Kamsahamnida. Annyeongikeseyo! (Thanks. Bye!)

2 comments:

Almost Home said...

It's their country, we are supposed to speak to them in their language. But they have had English in school for how many years? And we have had to teach ourselves Korean for how many months? They just don't want to try. They can speak English, but they are too scared/lazy. And it's not like they don't have the opportunity. There are teachers/GIs/businessmen a plenty here, everywhere. And it's not hard to spot us.

Almost Home said...

It's not that bad having one of those things........... what the? No, it's awful! I had a 3 month bout of anorexia (I weighed in at less than 60kg for my 1.74 frame) in my 2nd year in university. I had cut out everything containing gluten or pastry or gas in my diet -no Coke and no bread, only oats! I would scrape off the bread crumbs to get to the chicken inside. So a few months later and the persistent nausea feeling remaining, I was booked into the hospital for a quick in and out. Literally. The night before I had to prepare my insides. Yuk! I had to make a concoction of water and what looked like milk (you know how I feel about milk), and drink 2 liters of it in an hour, for 2 hours. (I believe I'm remembering more or less correctly.) And don't get me started on the enemas! What a traumatic experience.

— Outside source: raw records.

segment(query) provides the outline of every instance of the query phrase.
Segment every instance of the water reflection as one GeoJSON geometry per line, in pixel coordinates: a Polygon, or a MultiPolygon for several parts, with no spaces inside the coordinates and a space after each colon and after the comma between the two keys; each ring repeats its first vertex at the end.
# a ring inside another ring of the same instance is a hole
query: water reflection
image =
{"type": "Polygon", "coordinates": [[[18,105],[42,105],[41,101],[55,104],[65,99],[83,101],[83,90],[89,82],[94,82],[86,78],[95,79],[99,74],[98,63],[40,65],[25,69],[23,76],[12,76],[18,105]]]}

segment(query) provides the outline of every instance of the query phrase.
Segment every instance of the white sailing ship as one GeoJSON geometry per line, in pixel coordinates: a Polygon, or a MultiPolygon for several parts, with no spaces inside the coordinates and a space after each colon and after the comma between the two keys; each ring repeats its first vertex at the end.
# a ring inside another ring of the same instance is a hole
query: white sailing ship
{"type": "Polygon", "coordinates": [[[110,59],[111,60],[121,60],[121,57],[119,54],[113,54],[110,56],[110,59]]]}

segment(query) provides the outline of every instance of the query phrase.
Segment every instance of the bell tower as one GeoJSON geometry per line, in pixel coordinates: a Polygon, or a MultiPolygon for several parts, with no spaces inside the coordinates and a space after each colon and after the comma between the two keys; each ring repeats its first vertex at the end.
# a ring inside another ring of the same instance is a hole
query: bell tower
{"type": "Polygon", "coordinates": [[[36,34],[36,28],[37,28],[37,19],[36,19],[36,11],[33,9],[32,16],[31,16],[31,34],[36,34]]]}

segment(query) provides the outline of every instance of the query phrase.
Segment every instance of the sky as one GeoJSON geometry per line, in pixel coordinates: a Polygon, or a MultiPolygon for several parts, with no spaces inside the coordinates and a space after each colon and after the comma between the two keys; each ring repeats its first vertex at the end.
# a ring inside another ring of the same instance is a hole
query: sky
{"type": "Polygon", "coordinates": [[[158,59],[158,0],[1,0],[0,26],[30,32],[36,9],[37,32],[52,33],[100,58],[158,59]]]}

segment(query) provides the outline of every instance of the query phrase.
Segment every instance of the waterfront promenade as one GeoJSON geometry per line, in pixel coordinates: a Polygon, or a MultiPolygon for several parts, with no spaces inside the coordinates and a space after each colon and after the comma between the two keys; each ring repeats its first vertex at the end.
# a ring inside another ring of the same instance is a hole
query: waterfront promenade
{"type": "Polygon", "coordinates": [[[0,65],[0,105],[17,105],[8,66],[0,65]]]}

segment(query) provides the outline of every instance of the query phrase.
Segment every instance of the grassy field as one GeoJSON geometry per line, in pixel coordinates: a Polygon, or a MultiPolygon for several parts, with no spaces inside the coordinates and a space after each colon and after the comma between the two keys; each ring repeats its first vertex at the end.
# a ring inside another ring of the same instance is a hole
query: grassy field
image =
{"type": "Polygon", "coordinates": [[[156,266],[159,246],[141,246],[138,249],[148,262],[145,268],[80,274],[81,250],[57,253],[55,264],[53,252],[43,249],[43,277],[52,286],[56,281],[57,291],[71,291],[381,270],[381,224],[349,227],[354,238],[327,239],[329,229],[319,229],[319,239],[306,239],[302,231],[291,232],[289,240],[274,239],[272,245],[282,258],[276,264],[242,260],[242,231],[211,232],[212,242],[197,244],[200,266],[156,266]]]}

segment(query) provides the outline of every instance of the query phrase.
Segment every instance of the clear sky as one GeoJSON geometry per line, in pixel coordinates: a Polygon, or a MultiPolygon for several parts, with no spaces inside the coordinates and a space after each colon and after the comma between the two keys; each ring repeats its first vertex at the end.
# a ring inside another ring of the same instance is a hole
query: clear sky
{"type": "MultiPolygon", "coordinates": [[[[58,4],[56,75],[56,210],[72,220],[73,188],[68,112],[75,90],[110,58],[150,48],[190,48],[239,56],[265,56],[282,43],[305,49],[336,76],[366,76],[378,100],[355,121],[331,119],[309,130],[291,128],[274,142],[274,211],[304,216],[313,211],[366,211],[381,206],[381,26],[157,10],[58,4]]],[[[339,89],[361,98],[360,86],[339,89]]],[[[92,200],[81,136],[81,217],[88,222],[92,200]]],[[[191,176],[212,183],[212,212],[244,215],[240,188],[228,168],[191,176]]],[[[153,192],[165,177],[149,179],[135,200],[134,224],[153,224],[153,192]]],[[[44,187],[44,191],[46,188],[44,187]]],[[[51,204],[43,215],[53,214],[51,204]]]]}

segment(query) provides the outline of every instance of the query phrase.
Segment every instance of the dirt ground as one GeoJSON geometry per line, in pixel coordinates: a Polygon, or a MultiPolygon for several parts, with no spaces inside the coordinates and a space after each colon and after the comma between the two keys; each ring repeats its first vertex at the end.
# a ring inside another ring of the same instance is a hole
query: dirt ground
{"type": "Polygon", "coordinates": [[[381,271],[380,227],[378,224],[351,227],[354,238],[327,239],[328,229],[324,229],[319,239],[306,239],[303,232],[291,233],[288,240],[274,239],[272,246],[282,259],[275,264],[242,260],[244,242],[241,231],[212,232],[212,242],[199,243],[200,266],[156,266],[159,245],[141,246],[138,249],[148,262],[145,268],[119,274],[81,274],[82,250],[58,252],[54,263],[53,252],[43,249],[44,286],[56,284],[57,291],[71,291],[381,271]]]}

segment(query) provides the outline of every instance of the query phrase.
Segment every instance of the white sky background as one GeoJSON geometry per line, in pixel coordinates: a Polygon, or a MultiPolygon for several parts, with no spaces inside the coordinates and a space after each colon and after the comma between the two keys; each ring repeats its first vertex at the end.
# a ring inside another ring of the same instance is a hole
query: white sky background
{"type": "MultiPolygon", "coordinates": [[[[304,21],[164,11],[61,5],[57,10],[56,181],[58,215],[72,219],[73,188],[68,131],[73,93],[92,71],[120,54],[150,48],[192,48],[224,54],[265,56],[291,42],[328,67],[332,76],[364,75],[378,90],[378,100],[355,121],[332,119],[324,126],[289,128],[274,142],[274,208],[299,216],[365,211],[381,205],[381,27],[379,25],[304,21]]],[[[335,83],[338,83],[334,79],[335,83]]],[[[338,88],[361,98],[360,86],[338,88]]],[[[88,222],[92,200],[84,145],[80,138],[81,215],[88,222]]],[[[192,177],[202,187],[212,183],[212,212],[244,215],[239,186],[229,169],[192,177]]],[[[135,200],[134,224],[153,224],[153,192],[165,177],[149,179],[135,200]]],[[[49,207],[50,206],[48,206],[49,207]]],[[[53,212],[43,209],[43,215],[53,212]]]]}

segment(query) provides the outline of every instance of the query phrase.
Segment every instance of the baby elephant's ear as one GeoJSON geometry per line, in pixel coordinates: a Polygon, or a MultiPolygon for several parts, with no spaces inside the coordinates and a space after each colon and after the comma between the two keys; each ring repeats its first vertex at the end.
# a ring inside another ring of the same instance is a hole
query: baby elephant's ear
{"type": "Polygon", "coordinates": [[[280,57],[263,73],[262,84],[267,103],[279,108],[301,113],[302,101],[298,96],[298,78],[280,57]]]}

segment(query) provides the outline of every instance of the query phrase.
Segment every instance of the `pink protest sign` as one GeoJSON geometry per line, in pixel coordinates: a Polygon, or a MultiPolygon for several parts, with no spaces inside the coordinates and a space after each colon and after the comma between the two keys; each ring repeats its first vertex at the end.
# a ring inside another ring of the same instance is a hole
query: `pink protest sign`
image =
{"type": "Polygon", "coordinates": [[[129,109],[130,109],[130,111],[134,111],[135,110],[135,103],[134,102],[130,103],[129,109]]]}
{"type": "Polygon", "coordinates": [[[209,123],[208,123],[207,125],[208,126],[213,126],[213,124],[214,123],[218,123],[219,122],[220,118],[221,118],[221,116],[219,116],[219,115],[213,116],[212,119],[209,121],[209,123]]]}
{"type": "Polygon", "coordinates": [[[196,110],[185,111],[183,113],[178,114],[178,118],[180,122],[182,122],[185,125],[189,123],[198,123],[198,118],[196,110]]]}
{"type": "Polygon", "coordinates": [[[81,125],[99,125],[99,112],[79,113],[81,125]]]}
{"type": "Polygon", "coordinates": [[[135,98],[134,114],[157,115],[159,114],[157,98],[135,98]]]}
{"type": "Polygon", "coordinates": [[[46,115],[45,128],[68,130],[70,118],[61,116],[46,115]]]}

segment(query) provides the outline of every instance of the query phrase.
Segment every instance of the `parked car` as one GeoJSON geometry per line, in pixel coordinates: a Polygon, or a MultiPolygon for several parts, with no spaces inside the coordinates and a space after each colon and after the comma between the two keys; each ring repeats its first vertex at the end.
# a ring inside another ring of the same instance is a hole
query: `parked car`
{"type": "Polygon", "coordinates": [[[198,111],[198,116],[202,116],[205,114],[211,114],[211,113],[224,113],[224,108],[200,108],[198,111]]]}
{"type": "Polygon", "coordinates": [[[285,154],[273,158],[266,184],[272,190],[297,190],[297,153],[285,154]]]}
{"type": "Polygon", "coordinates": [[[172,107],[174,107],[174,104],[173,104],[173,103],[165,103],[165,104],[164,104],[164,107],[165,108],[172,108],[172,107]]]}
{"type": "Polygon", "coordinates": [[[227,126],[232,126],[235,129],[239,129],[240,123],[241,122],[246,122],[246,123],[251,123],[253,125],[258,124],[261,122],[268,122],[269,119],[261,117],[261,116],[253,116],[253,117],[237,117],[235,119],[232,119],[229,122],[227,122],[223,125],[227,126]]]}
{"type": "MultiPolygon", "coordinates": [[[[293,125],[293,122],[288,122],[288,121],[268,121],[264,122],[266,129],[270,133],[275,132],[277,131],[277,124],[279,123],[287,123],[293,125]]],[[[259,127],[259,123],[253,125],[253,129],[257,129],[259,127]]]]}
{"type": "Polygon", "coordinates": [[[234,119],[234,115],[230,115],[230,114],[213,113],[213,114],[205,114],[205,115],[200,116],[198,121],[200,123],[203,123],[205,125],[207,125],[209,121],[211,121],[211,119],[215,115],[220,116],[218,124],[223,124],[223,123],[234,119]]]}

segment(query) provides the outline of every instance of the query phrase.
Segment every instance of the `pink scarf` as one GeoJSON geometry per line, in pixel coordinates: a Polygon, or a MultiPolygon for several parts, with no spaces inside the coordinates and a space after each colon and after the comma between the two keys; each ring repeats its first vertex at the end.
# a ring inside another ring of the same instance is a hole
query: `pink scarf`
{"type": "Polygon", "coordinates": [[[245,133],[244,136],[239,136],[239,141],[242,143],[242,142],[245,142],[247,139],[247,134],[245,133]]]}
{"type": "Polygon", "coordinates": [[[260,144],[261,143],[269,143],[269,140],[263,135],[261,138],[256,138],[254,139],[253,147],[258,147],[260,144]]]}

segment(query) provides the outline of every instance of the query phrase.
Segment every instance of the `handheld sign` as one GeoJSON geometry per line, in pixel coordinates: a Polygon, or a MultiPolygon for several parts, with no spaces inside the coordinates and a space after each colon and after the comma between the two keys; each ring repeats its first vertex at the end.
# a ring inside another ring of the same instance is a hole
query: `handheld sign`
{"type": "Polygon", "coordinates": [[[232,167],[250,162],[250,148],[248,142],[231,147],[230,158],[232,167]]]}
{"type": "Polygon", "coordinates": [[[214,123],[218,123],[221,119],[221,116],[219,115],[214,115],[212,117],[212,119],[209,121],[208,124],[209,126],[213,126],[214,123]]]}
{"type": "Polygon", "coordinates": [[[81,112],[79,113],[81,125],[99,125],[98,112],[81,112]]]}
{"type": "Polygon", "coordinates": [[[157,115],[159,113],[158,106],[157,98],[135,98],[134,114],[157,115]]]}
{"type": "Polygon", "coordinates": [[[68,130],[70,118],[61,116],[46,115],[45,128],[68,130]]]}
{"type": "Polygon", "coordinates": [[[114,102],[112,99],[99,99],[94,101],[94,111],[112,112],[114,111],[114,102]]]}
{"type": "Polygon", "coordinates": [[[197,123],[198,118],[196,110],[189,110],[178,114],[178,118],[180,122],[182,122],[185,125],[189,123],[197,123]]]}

I was awake for both procedures -or I should have been. First I had to swallow a camera. Sis, I didn't like it when it came back up. Then they turned me around so this time my I was looking at the colour TV. The inflatable blood pressure armband thingy kept inflating, and it hurt, but for some strange reason I couldn't tell them that. They apparently gave me 3 shots but I was still awake. They must have hit me over the head, because the next thing I knew, I was being wheeled back into the hospital room, and given (oh gloriously delicious) food. Nothing much, just some crackers with cheese and some sort of fish meat, but oh my was it good! They didn't find anything wrong with me, but since then I haven't had a problem with eating anymore! Maybe I just needed a good cleaning!